Ces leviers ne sont pas des “injunctions”. Ce sont des appuis. Vous pouvez les développer au fil de l’eau, surtout si vous avancez avec un cadre simple et du feedback.
Ce qui change avec l’expérience
Avec le temps, beaucoup de choses se fluidifient :
- Confiance : vous proposez plus vite, vous écrivez plus vite, vous assumez mieux vos angles.
- Lecture des situations : vous comprenez ce qui colle (ou pas) à une ligne éditoriale.
- Organisation : vous apprenez à protéger vos créneaux d’écriture, à regrouper les rendez-vous, à ne pas subir toutes les sollicitations.
- Prise de recul : vous arrêtez de confondre un refus avec un jugement sur votre valeur.
Et parfois, vous ajustez aussi votre cadre : indépendant·e à un moment de vie, en rédaction à un autre, selon vos besoins d’équilibre et d’équipe.

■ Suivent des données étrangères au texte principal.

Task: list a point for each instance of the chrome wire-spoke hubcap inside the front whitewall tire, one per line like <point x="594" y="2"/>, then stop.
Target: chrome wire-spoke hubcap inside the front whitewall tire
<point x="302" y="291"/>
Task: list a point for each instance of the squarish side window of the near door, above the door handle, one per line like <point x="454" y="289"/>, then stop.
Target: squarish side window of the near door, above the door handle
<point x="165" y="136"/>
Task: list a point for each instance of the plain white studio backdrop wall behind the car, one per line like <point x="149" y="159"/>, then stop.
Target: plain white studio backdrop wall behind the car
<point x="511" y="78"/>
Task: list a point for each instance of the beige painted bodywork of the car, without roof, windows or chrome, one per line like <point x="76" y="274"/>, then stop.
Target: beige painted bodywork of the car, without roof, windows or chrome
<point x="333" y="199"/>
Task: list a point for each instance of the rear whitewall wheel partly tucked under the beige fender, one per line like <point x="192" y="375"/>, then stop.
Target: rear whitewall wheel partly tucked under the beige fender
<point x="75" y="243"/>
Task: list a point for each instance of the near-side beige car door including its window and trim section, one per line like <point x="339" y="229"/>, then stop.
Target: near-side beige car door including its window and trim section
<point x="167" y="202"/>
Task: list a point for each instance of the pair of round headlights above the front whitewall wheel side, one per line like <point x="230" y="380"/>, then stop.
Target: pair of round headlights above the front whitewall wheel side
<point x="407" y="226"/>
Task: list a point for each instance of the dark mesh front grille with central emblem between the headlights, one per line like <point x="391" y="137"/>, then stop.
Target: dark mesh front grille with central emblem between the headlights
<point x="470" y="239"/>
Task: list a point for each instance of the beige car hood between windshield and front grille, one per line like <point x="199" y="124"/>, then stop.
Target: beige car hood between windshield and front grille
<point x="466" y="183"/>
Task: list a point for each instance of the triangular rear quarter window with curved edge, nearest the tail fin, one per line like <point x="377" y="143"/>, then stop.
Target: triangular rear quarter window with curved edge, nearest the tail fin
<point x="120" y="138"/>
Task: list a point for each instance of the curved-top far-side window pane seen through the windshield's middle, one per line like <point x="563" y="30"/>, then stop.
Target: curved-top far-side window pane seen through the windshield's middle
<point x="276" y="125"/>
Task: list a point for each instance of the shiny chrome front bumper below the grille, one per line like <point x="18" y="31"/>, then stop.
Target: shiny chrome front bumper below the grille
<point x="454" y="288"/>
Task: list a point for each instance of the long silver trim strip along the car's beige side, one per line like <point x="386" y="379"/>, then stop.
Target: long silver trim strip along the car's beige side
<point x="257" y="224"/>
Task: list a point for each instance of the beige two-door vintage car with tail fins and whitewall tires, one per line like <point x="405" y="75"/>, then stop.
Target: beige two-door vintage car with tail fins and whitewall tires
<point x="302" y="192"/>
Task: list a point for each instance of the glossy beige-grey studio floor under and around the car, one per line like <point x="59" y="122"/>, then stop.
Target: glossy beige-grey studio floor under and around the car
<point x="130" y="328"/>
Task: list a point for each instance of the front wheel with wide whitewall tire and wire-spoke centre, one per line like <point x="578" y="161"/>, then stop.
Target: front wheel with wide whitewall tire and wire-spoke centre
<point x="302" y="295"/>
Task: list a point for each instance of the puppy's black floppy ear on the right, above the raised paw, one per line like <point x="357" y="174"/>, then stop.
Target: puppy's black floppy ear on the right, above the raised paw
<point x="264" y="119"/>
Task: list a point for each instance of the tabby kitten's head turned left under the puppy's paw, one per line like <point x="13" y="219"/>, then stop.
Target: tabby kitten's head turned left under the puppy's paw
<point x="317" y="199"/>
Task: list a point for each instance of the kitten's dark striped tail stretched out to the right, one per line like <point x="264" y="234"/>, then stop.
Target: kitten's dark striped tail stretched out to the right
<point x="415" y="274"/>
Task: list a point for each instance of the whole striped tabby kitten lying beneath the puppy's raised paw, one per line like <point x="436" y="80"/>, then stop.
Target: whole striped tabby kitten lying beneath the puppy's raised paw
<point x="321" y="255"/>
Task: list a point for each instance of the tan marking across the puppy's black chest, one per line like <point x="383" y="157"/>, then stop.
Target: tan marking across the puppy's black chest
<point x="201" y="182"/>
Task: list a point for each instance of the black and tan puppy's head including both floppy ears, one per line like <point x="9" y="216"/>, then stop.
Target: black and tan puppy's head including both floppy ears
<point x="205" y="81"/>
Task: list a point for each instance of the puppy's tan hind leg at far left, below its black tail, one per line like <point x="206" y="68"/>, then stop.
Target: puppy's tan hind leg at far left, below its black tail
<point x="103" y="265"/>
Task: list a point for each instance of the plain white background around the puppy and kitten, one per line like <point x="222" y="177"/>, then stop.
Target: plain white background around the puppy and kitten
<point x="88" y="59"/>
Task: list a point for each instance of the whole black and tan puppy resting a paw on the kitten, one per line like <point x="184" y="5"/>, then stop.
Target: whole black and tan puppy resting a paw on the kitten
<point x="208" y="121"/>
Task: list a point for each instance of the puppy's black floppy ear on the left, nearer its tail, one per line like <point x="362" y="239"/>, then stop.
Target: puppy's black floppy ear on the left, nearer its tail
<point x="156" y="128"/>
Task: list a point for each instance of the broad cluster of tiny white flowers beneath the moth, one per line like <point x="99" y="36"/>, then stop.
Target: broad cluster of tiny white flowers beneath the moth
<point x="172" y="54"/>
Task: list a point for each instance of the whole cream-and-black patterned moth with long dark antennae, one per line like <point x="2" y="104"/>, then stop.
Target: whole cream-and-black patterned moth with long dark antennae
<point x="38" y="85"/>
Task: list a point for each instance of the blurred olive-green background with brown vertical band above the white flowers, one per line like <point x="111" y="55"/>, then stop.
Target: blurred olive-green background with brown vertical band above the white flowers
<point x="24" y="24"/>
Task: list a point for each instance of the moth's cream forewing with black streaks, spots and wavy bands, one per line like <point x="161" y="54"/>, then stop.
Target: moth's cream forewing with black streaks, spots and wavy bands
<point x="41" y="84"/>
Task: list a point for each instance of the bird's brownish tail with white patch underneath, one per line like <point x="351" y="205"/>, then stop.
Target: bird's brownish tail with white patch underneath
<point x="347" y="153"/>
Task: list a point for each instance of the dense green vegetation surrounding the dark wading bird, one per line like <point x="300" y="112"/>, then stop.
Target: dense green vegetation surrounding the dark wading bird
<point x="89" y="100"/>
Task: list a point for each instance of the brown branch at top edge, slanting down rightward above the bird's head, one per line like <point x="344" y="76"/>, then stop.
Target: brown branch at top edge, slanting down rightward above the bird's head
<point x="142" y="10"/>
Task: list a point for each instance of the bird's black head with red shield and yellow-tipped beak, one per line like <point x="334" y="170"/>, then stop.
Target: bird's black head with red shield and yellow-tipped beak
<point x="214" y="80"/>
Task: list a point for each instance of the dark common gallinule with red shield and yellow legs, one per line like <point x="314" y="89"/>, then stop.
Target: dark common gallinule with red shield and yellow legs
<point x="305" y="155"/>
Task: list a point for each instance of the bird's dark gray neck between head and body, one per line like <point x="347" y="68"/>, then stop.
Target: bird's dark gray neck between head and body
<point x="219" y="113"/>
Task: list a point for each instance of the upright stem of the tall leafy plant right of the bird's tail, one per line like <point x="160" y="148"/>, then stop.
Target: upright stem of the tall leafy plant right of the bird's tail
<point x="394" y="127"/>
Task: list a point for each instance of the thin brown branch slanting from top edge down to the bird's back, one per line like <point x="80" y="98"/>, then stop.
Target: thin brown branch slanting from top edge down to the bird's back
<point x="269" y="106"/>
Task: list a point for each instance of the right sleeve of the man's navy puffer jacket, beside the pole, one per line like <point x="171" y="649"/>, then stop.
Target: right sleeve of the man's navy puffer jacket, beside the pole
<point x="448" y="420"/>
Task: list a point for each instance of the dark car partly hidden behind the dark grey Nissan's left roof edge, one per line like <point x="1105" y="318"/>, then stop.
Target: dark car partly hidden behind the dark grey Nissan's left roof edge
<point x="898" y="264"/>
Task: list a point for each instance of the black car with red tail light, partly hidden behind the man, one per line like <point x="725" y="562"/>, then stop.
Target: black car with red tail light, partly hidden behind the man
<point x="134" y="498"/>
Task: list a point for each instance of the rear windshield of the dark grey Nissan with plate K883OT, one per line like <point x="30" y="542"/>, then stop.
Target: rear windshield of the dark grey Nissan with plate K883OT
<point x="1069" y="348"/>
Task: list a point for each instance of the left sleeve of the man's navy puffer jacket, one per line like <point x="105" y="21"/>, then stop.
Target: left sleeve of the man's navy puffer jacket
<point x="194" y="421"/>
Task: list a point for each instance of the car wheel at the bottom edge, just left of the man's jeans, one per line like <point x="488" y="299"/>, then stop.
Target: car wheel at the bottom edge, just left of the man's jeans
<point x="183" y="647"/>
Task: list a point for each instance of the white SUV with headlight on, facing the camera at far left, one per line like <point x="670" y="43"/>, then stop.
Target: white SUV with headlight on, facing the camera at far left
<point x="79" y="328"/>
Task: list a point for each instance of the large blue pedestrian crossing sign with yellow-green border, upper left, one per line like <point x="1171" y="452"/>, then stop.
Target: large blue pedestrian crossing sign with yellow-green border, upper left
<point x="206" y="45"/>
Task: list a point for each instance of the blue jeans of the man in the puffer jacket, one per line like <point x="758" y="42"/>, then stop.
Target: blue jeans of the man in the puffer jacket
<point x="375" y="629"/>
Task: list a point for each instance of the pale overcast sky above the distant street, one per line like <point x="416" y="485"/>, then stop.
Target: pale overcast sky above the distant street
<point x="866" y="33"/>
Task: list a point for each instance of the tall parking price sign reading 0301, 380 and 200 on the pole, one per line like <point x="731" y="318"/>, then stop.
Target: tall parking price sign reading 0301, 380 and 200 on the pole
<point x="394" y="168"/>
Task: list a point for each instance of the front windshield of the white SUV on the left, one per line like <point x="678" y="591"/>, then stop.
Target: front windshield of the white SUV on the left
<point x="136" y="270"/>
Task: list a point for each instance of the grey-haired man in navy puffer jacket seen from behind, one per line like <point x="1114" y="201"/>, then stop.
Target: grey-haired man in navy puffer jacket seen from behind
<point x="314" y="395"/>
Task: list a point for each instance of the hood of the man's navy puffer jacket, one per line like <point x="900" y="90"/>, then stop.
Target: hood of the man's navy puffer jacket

À qui ces conseils sont particulièrement utiles
- Personnes en reconversion : pour capitaliser sur leurs acquis et tester sans fantasmer.
- Début de carrière : pour structurer l’apprentissage et éviter l’isolement.
- Personnes qui changent de cadre (rédaction, indépendant, web, magazine) : parce que le quotidien, les rythmes et les attentes peuvent être très différents.
Choisir la lucidité, garder l’élan
Un premier pas simple, sans engagement lourd :
- Identifiez une façon concrète de tester : une journée d’observation, un stage, ou un échange d’une heure avec un·e journaliste d’une spécialité qui vous attire.
- Notez vos hypothèses : “je vais être beaucoup sur le terrain”, “je vais écrire toute la journée”, “je peux vivre des piges rapidement”.
- Allez chercher un retour réel : et comparez avec vos hypothèses.
Se lancer, ce n’est pas tout savoir. C’est accepter d’apprendre en avançant, avec lucidité et curiosité.